Anyways. I figure like any reasonable large population of people, and over a million is large enough for that, you've got the same sort of mix I described with the grocery carts. You've got some who do bad things, you've got others that wouldn't cross that line but are mostly just minding their own business, and still others who are doing really great things. (My hair dresser gets some rather wealthy clients, and she says they're some of the nicest people... and I can believe that.)

The problem is that, collectively, what proportion is there of each?

Right now it feels like the world is, to continue with this grocery cart analogy, just full of carts left all over the place.

Yes, I know there are some amazing philanthropists out there, and they're doing fantastic things.

But we still have people dying because they can't afford insulin. We still have people working two or three low-paying jobs while the rich keep getting richer, and there is story after story of people who have more money than sense doing stupid things that keep making the world a worse place.

It's not just the Epsteins and Maxwells, either. I'm having the darndest time finding the quote, but I believe I heard a major figure in media tell his people that the only black person he wanted shown in the news was one in cuffs. (Maybe that's an exaggeration? I can't seem to find a source, though there are plenty of sources for media bias in general, like the classic one where white survivors of a catastrophe are 'finding' things whereas black ones are looting. Little things like that which shape perceptions with an unfair double standard. Also consider how the Stanford rapist was shown with a rather nice school pic, whereas the pics using for black men tended to be arrest photos or other negative pics. I'm sad to say that I generally didn't notice that sort of thing until it was pointed out to me, but it's definitely there.

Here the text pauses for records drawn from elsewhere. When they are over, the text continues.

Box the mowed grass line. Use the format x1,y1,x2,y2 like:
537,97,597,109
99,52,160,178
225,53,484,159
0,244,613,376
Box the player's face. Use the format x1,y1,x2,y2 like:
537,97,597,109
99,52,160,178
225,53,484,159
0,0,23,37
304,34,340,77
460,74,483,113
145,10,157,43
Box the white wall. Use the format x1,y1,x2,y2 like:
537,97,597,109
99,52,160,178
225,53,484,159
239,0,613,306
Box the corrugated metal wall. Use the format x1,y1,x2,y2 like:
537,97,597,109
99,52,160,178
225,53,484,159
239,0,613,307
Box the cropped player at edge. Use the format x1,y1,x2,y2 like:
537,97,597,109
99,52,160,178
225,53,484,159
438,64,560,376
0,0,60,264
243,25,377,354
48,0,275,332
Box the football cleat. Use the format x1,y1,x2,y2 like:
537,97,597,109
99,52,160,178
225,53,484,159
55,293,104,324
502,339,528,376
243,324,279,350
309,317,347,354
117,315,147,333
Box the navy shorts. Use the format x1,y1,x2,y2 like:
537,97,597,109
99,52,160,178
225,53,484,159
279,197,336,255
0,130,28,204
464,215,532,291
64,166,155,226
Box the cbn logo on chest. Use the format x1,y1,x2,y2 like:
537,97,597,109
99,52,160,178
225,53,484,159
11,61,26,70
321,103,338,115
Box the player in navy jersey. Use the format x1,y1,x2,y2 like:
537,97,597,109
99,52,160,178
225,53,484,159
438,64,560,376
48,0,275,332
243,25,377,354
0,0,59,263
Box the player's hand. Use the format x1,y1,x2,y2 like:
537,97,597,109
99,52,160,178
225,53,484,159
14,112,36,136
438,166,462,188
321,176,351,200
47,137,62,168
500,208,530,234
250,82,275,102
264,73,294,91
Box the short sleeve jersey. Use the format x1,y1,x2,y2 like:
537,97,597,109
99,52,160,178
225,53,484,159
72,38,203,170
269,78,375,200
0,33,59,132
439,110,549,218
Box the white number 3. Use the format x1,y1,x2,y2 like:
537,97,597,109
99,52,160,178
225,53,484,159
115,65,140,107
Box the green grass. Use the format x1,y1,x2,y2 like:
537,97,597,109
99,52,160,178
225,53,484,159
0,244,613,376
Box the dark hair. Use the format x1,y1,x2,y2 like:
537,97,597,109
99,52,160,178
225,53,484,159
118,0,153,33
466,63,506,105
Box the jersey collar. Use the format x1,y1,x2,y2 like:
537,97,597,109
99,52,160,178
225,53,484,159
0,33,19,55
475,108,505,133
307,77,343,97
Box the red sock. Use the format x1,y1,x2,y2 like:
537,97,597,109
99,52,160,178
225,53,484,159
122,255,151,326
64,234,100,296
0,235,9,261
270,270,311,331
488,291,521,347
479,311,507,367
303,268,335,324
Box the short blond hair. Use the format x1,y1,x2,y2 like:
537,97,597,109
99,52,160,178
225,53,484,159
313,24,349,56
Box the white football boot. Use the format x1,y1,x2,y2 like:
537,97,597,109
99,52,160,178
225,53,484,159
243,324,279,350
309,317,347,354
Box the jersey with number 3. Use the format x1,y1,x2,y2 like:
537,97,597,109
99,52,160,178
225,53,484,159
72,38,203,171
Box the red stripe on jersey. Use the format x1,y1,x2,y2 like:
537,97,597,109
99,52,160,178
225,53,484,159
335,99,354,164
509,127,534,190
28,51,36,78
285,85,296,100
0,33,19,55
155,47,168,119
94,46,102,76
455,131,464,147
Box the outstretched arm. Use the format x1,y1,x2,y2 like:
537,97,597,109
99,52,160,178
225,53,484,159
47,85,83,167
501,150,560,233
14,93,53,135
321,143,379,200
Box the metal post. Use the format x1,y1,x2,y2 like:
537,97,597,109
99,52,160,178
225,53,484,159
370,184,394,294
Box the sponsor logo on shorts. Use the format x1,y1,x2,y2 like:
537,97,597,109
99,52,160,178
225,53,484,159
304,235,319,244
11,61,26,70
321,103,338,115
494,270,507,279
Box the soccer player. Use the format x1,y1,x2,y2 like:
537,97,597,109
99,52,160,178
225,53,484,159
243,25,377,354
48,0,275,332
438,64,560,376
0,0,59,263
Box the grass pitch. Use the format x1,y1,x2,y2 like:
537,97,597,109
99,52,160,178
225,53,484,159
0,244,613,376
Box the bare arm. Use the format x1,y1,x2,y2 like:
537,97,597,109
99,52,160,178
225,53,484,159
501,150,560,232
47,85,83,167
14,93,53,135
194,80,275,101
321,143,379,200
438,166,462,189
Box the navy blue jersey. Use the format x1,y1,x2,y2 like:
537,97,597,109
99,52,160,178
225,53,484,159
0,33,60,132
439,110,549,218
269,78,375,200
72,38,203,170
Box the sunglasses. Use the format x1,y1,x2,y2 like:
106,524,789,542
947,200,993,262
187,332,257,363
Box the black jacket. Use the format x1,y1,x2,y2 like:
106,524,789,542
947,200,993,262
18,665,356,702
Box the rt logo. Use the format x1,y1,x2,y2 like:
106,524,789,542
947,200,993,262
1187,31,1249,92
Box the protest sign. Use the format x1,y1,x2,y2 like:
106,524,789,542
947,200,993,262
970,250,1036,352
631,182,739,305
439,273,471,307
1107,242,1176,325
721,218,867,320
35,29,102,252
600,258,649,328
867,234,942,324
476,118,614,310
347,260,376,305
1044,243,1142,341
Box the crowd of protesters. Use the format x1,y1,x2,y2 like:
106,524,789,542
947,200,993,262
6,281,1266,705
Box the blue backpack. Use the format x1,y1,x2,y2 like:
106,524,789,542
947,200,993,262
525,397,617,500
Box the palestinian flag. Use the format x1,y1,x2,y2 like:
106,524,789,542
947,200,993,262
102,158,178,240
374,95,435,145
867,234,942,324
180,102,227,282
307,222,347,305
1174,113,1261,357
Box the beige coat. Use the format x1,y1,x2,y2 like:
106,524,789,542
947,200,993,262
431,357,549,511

Also sad to say that in this hyper-politicized times people would rather claim Snopes isn't reliable than address this sort of thing.)

I do wonder how the people in positions of power and influence on these matters can honestly like what they see in the mirror, but whatevs.

Seems too many of those in the .05% are either so busy with their own lives that they aren't doing anything about it, or are just willing to look the other way.

Still, they'd have to be living in a rather serious bubble not to realize how much anger and resentment there is at them, for exactly that sort of reason. Like, you're in a position to do things we can only dream of, and yet you'd rather ignore the Epstein's among you, look the other way, and when you hear stories about people dying because they can't afford insulin just shrug and say 'not my problem'.

It's almost the same problem for other things - like trash and whatnot. So long as you can send it elsewhere (like a third world country), and don't have to deal with massive piles of waste in your own backyard, it's all out of sight and out of mind... and not your problem.

Push the consequences on those less fortunate, and go about your lives thinking you're somehow better than everyone else.

Bah. I sort of want to hear some stories of the good ones, just to restore my faith in humanity, and think that we're not entirely doomed.